2. The method of claim 1, wherein generating authentication data according to rules agreed upon with the authentication server comprises:
encrypting the characteristic data according to a pre-stored encryption key to generate authentication data, wherein the encryption key is an encryption key which is specified by the authentication server and corresponds to the equipment identifier;
sending the authentication data to an authentication device, comprising:
and sending the corresponding equipment identifier and the authentication data to authentication equipment, so that after the authentication equipment sends the equipment identifier and the authentication data to an authentication server, the authentication server can decrypt the authentication data according to the equipment identifier and authenticate the feature data obtained after decryption.
3. The method of claim 2, wherein the method further comprises:
determining time data generated by a real-time clock (RTC) when an identity authentication request is received;
encrypting the feature data according to a pre-stored encryption key, comprising:
encrypting the characteristic data and the time data according to a pre-stored encryption key;
sending the device identifier corresponding to the authentication device and the authentication data to an authentication device, including:
and sending the device identifier, the encrypted feature data and the encrypted time data to an authentication device, so that after the authentication device sends the device identifier, the encrypted feature data and the encrypted time data to an authentication server, the authentication server can decrypt the encrypted feature data and the encrypted time data according to the device identifier and then authenticate the feature data within a set duration taking the time corresponding to the time data as the starting time.

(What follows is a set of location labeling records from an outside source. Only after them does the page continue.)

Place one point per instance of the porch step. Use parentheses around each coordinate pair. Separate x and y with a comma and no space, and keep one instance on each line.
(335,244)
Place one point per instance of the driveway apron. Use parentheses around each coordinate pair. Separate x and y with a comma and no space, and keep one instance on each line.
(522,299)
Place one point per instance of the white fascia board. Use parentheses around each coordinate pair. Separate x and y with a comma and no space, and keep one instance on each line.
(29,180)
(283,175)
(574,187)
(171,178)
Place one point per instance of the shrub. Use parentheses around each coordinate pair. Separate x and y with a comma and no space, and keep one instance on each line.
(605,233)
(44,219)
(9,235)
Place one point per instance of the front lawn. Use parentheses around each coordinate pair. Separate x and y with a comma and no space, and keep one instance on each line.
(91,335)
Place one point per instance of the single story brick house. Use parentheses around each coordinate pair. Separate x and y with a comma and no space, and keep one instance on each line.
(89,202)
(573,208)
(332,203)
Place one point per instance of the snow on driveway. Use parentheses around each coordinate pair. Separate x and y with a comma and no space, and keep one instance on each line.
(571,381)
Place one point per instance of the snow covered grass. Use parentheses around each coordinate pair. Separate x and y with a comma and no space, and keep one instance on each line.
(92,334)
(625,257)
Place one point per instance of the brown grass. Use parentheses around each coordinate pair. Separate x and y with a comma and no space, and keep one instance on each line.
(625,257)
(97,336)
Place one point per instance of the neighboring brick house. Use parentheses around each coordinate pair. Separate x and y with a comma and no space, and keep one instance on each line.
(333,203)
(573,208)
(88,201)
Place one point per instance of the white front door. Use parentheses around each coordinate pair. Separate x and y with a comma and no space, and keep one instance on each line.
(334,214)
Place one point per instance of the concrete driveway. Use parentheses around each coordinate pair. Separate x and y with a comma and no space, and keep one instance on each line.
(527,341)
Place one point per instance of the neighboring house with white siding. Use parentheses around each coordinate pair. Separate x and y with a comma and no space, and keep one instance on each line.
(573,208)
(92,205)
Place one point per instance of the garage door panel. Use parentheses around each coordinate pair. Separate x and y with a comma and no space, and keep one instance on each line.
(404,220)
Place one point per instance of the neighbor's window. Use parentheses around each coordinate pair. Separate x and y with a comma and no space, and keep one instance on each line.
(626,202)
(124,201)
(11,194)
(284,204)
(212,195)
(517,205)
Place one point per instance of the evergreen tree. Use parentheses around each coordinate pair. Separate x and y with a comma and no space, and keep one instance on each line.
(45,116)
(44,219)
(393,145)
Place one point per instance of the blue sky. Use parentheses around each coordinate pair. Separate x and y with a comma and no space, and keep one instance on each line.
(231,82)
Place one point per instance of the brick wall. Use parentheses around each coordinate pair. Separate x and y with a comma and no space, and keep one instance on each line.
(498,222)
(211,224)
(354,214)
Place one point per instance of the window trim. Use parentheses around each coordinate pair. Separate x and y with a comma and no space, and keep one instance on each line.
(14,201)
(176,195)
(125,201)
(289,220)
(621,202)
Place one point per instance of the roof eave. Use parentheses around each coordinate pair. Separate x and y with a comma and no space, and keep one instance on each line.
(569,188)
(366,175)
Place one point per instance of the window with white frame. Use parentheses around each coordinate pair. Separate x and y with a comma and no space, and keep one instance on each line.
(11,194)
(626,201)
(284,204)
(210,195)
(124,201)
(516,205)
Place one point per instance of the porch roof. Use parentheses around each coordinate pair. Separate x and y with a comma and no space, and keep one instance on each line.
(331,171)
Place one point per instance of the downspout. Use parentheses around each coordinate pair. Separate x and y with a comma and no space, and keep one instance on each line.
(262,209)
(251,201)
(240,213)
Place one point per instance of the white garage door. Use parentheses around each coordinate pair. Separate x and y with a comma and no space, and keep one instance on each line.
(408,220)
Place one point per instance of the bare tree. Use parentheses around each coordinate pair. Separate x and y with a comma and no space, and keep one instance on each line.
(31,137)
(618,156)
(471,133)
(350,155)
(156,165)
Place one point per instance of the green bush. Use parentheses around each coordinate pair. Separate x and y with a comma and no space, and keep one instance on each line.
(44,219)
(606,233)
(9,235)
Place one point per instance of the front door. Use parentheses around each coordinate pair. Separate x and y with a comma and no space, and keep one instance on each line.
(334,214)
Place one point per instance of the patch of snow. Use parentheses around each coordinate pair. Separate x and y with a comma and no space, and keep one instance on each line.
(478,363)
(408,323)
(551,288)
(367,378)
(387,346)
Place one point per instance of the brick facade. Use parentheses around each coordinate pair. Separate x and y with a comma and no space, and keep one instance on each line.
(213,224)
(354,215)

4. The method according to any one of claims 1 to 3, wherein the identity authentication request is an identity authentication request sent by an authentication device through radio frequency, or an identity authentication request generated by a user clicking a key or a touch screen.
5. An identity authentication method, applied to an authentication device, includes:
receiving authentication data, wherein the authentication data is generated and sent by an auxiliary authentication device according to characteristic data which is cached in advance and corresponds to user identity information and a rule agreed with an authentication server, and the characteristic data is generated by the authentication server;
sending the received authentication data to the authentication server so that the authentication server can extract the feature data in the authentication data for authentication according to the agreed rule;
wherein, the corresponding relation between the characteristic data and the user identity information is established in the authentication server in the following way:
the authentication server receives an association request which requires association between mobile equipment and auxiliary authentication equipment, wherein the association request carries user identity information corresponding to the mobile equipment and equipment identification corresponding to the auxiliary authentication equipment;
and establishing a corresponding relation between the feature data written into the auxiliary authentication equipment corresponding to the equipment identifier and the user identity information corresponding to the mobile equipment according to the corresponding relation between the stored feature data and the equipment identifier.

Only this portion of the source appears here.